Summary: A new predictive model is able to determine who will change their minds about contentious scientific information when presented with evidence-based research.
Source: Santa Fe Institute
A new kind of predictive network model could help determine which people will change their minds about contentious scientific issues when presented with evidence-based information.
A study in Science Advances presents a framework to accurately predict if a person will change their opinion about a certain topic. The approach estimates the amount of dissonance, or mental discomfort, a person has from holding conflicting beliefs about a topic.
Santa Fe Institute Postdoctoral Fellows Jonas Dalege and Tamara van der Does built on previous efforts to model belief change by integrating both moral and social beliefs into a statistical physics framework of 20 interacting beliefs.
They then used this cognitive network model to predict how the beliefs of a group of nearly 1,000 people, who were at least somewhat skeptical about the efficacy of genetically modified foods and childhood vaccines, would change as the result of an educational intervention.
Study participants were shown a message about the scientific consensus on genetic modification and vaccines. Those who began the study with a lot of dissonance in their interwoven network of beliefs were more likely to change their beliefs after viewing the messaging, but not necessarily in accordance with the message. On the other hand, people with little dissonance showed little change following the intervention.
Belief networks and development of interdependence over measurements. Credit: Jonas Dalege and Tamara van der Does
“For example, if you believe that scientists are inherently trustworthy, but your family and friends tell you that vaccines are unsafe, this is going to create some dissonance in your mind,” van der Does says.
“We found that if you were already kind of anti-GM foods or vaccines to begin with, you would just move more towards that direction when presented with new information even if that wasn’t the intention of the intervention.”
While still in an early stage, the research could ultimately have important implications for communicating scientific, evidence-based information to the public.
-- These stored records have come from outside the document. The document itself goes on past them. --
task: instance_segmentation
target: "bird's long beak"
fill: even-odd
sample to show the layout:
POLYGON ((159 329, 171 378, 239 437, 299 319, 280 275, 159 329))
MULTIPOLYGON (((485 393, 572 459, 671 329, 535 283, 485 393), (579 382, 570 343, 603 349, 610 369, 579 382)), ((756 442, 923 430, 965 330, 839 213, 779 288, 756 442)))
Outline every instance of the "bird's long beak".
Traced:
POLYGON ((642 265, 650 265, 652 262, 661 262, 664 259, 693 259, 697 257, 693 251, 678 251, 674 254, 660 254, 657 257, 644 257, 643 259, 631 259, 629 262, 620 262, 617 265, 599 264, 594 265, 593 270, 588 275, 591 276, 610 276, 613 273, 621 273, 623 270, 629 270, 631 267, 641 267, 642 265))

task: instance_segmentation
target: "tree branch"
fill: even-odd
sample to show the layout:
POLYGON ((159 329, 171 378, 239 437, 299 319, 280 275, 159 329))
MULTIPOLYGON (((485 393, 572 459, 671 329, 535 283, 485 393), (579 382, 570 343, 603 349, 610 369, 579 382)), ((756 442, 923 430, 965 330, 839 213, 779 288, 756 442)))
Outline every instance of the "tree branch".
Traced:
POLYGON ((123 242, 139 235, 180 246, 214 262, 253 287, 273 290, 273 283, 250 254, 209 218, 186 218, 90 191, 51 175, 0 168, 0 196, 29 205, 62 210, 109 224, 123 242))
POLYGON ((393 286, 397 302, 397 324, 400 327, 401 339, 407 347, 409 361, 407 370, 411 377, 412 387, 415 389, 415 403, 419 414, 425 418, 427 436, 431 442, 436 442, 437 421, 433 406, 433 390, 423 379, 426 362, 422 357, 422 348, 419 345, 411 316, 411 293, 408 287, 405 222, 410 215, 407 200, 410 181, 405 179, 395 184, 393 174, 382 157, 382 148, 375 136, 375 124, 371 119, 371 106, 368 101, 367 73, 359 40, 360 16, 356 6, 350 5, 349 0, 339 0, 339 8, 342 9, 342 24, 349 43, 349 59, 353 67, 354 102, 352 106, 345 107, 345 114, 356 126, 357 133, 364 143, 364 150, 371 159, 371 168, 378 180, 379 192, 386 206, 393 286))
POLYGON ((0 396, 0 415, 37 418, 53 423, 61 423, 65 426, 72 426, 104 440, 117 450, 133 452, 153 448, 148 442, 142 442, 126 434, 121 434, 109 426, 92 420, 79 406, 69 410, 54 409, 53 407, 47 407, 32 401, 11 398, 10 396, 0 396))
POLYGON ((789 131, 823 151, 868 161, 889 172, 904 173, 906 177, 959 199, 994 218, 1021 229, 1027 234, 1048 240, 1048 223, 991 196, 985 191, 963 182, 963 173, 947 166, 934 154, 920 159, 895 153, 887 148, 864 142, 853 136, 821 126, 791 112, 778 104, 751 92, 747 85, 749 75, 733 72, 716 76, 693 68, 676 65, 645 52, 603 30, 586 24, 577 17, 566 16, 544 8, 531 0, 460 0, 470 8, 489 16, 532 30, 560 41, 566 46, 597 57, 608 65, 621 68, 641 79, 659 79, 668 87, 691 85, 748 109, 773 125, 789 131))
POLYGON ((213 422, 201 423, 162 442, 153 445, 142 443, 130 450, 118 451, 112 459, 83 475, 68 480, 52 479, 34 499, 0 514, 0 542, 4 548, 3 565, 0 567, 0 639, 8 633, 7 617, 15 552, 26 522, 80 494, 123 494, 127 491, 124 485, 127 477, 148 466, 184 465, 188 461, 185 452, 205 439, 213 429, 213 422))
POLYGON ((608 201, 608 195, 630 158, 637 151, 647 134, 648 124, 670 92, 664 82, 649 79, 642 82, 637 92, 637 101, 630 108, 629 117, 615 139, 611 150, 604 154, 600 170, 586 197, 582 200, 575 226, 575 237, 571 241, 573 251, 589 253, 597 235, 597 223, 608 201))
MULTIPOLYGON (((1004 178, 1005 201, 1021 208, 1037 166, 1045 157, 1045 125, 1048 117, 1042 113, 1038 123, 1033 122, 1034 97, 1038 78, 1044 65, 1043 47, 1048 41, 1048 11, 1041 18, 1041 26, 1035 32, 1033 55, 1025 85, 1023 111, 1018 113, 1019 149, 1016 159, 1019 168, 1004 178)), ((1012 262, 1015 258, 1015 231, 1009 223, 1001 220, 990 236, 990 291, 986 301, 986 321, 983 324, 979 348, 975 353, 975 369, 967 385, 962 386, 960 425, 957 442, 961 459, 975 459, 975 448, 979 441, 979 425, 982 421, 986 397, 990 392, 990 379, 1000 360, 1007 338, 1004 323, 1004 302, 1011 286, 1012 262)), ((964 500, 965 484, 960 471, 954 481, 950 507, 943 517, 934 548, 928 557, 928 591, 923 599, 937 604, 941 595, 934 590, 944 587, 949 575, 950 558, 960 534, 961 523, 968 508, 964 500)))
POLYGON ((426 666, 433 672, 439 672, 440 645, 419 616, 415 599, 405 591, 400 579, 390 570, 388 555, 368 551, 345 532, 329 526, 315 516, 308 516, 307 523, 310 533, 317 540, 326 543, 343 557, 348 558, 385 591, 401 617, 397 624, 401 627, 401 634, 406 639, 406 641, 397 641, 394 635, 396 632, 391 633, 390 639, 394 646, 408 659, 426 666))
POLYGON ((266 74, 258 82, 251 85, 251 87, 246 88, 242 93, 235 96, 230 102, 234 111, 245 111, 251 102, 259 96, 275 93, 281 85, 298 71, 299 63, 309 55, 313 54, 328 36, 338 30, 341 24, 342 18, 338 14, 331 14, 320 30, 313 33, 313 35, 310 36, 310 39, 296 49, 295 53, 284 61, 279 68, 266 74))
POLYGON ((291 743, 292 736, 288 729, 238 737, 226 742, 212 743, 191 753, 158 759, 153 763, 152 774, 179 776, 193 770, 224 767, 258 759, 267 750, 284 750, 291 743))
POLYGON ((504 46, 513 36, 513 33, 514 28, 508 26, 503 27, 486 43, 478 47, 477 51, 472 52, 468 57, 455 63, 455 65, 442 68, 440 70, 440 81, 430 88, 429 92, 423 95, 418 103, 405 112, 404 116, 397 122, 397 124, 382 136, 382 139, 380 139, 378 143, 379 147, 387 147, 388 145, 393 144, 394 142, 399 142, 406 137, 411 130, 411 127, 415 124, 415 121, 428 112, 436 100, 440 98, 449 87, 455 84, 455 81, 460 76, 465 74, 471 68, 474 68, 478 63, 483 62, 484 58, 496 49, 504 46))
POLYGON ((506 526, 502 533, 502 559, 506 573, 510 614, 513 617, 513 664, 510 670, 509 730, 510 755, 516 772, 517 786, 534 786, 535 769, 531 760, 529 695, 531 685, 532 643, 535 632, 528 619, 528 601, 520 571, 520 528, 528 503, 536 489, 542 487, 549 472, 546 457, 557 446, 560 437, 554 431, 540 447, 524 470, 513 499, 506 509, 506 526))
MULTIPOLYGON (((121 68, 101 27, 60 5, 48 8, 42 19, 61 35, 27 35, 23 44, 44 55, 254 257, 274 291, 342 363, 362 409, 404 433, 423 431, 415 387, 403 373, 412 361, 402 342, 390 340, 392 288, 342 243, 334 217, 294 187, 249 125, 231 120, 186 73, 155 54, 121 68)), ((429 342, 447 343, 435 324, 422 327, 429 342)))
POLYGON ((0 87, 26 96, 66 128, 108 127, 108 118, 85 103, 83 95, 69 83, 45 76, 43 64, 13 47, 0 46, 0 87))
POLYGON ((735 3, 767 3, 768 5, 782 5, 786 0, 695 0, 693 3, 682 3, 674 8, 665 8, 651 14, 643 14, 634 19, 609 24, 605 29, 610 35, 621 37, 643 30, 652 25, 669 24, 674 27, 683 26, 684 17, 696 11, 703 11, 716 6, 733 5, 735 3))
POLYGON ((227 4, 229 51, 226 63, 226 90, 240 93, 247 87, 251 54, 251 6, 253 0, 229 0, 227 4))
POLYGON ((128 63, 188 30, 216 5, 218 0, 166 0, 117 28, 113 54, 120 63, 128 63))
“On the one hand you might want to target people who have some dissonance in their beliefs, but at the same time this also creates some danger that they will reduce their dissonance in a way that you didn’t want them to,” Dalege says.
“Moving forward, we want to expand this research to see if we can learn more about why people take certain paths to reduce their dissonance.”
Using a Cognitive Network Model of Moral and Social Beliefs to Explain Belief Change
Skepticism toward childhood vaccines and genetically modified food has grown despite scientific evidence of their safety. Beliefs about scientific issues are difficult to change because they are entrenched within many interrelated moral concerns and beliefs about what others think.
We propose a cognitive network model that estimates network ties between all interrelated beliefs to calculate the overall dissonance and interdependence.
Using a probabilistic nationally representative longitudinal study, we test whether our model can be used to predict belief change and find support for our model’s predictions: High network dissonance predicts subsequent belief change, and people are driven toward lower network dissonance.
We show the advantages of measuring dissonance using the belief network structure compared to traditional measures.
This study is the first to combine a unifying predictive model with an experimental intervention and to shed light on the dynamics of dissonance reduction leading to belief change.